Charities ripped off by insurance companies

Voluntary sector organisations and charities are being ripped
off by insurance companies, new research suggests,
writes Ruth Winchester.

A survey by Z/Yen on behalf of support organisation Charity
Logistics found that for every pound paid by charities and
voluntary sector organisations in premiums, just 20 pence was paid
back in the form of claims. In most other sectors the rate is
around 50-60 pence back from every £1.

Charity Logistics chief executive George Cook said charities
seemed to be among insurers’ most profitable business and
added:“We have to ask if charities aren’t, in fact,
subsidising some of these companies.”

Nick Aldridge, policy officer for the Association of Chief
Executives of Voluntary Organisations, said that most charities and
voluntary organisations had been hit by an average premium rise of
30 per cent for the year 2003/2004. He called on insurers to
recognise the low risk that most charities pose and reduce premiums

But he also highlighted examples of sharp practice by charity
insurers. “We know of cases where premiums have increased by
100, 200 or even 300 per cent in a year, and this is simple
profiteering.

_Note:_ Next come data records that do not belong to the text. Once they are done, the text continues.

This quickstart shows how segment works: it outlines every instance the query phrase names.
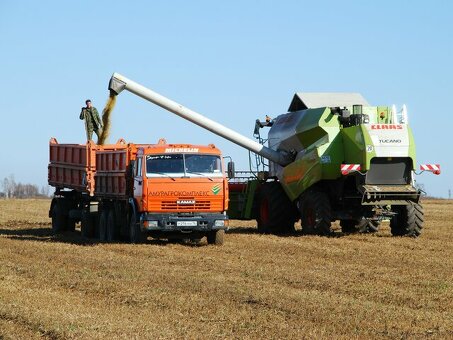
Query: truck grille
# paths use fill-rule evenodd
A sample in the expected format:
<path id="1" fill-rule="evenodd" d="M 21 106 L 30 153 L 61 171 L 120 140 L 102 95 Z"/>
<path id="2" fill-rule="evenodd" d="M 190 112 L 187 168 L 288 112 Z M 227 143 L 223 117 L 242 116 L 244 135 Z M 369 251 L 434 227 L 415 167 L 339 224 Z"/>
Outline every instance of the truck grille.
<path id="1" fill-rule="evenodd" d="M 162 201 L 161 203 L 162 210 L 178 210 L 178 211 L 193 211 L 193 210 L 210 210 L 211 202 L 210 201 L 195 201 L 191 204 L 179 204 L 175 201 Z"/>

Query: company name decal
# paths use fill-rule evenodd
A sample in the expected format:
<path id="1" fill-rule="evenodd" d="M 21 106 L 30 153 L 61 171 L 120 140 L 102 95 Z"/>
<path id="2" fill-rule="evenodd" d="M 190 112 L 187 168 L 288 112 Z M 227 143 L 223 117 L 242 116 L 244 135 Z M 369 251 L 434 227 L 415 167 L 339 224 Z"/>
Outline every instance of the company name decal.
<path id="1" fill-rule="evenodd" d="M 401 139 L 379 139 L 379 143 L 381 144 L 390 144 L 390 143 L 401 143 Z"/>
<path id="2" fill-rule="evenodd" d="M 193 205 L 195 204 L 195 200 L 177 200 L 176 203 L 181 205 Z"/>
<path id="3" fill-rule="evenodd" d="M 198 148 L 166 148 L 166 153 L 198 152 Z"/>
<path id="4" fill-rule="evenodd" d="M 179 190 L 162 190 L 162 191 L 151 191 L 150 196 L 209 196 L 209 191 L 179 191 Z"/>
<path id="5" fill-rule="evenodd" d="M 211 191 L 214 195 L 217 195 L 221 190 L 220 184 L 216 184 L 212 187 Z"/>
<path id="6" fill-rule="evenodd" d="M 400 124 L 371 124 L 371 130 L 402 130 Z"/>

Alongside that we know of cases where charities are
given hardly any notice of a steep increase, leaving them unable to
shop around. This sort of bad practice has got to stop.”

The report, ‘Risk Management Club for the VCS Sector:
feasibility’ will be published in full later this year. A
spokesperson for the Charity Commission said: “We will be reading
the report with interest, and would be happy to contribute to any
discussions concerning the feasability of creating an insurance
mutual as a way to help charities get a better deal.”